How Dagger Is Redefining DevOps with a Code‑First Platform
Solomon Hykes, Docker's founder, launches Dagger—a DevOps operating system built on declarative CUE models, backed by a $20 million Series A round, aiming to simplify pipeline creation, integrate open‑source tooling, and reshape software supply‑chain management for enterprises.
Nearly four years after Solomon Hykes left Docker, the former founder has quietly been working on a new startup called Dagger, which launched its public beta and announced a $20 million Series A round led by Redpoint Ventures, with participation from Y Combinator, Nat Friedman, Brian Stevens, Idit Levine, Julius Volz, Ellen Pao, and Daniel Lopez.
Dagger, co‑founded with Sam Alba and Andrea Luzzardi, aims to create a "DevOps operating system" for enterprise teams, focusing on the bottlenecks in current DevOps workflows.
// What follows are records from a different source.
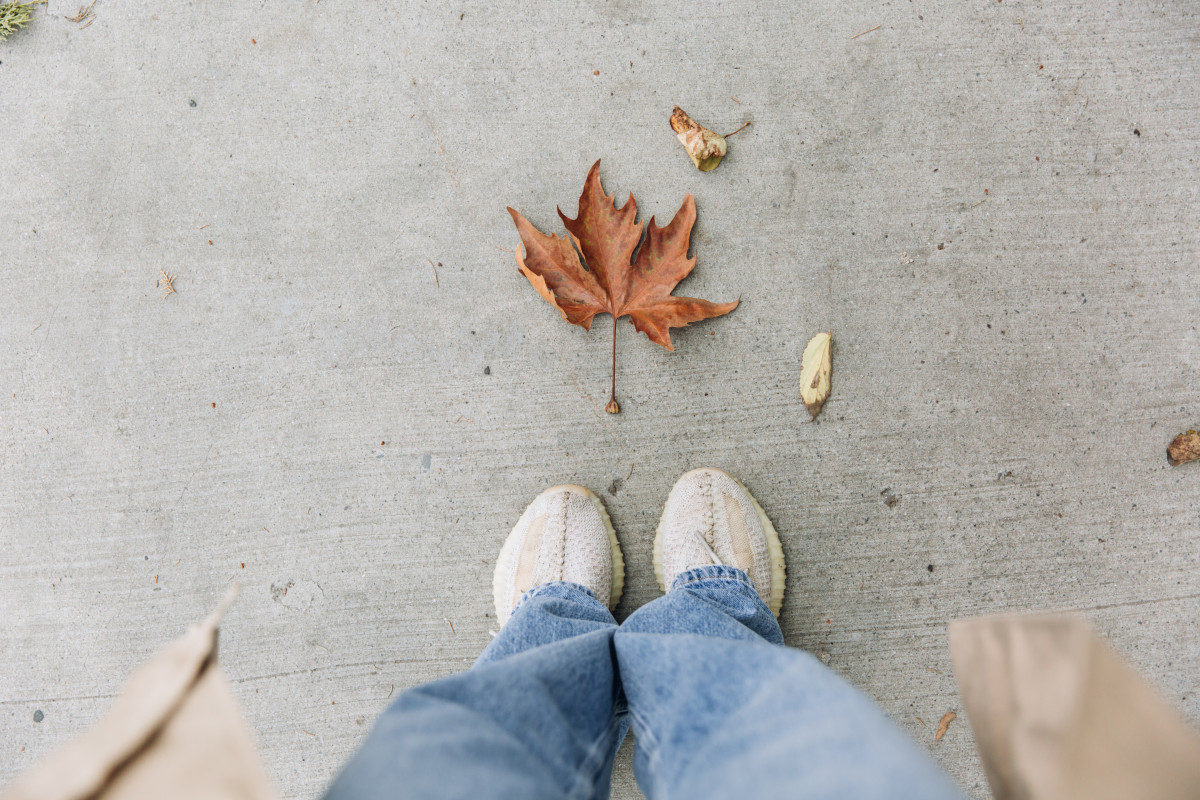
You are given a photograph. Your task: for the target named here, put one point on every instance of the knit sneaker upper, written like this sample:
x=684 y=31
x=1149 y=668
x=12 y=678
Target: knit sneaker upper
x=711 y=518
x=563 y=535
Hykes explains that Dagger lets engineers describe their pipelines as declarative models in CUE, enabling pipelines to be expressed as pure code and composed from smaller, reusable actions, bringing the experience closer to traditional software development.
The team is also building the "Dagger Universe," a curated toolkit that developers can import into their Dagger configurations, while allowing users to retain existing CI infrastructure such as CircleCI or GitLab.
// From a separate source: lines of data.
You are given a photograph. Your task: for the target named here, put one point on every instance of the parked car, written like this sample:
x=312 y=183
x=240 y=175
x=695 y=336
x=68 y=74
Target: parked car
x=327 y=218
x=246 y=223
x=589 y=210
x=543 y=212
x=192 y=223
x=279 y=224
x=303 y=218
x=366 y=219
According to Redpoint Ventures partner Erica Brescia, Dagger simplifies software supply‑chain management by making custom application delivery pipelines portable, potentially changing the game for DevOps teams.
Hykes emphasizes that Dagger will be open‑source, mirroring Docker's development experience, and that a robust open‑source community is essential for long‑term success.
The company plans to focus on developing the open‑source engine, expanding the team, and later launching managed services, while adopting a slower, steadier commercialization approach.